An NGHS system with storage capacity 1GWth-year and operating at maximum temperatures of 250°C, 500°C and 730°C1 was analyzed. These temperatures correspond to coupling of a geothermal reservoir with today’s light water reactors and future advanced and high temperature reactors. For long and reliable operation of the NGHS a geofluid with very low erosion rates of underground rock has to be used, and, because of the nature of this system, low cost and environmental friendliness are required. Water, CO2 and air were chosen as the candidates to fit this need.
Reservoir size, system pressure losses, pump/compressor power and number of wells were computed for each case and results compared. Many parameters are involved and changing one may change results significantly. For example, increasing well diameter from 0.5 m, which is today the maximum drilling diameter, to 1m reduces the high frictional pressure loss of the well and especially for CO2 and air considerably reduces the number of wells. Another important parameter is reservoir permeability which determines its pressure loss. Hence, a number of calculations with various data sets were performed to study effects of these parameters, and to elect the most feasible geofluid for NGHS.
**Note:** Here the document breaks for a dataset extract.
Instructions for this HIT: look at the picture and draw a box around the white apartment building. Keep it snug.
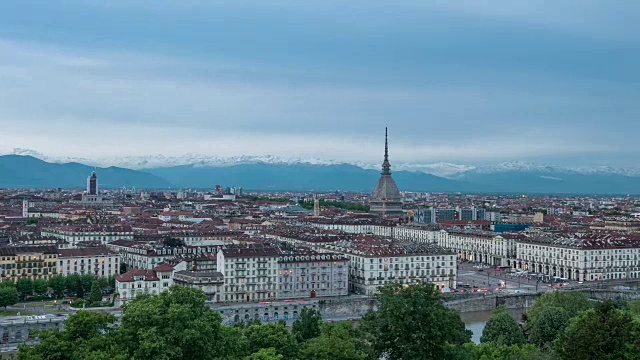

Pressurized liquid water was found to be a very promising geofluid, however, its tendency to dissolve rock at supercritical state disallows its use at higher temperatures. It is the preferred heat transfer fluid below 300°C reservoir storage temperatures. At temperatures of 500°C and 730°C, the CO2 performs better than air in all examined aspects. Furthermore, CO2 density differences between the injection and production well cause a significant increase of pressure at the outlet of the production well during heat recovery. If this pressure increase could be exploited, the system round trip efficiency will be enhanced.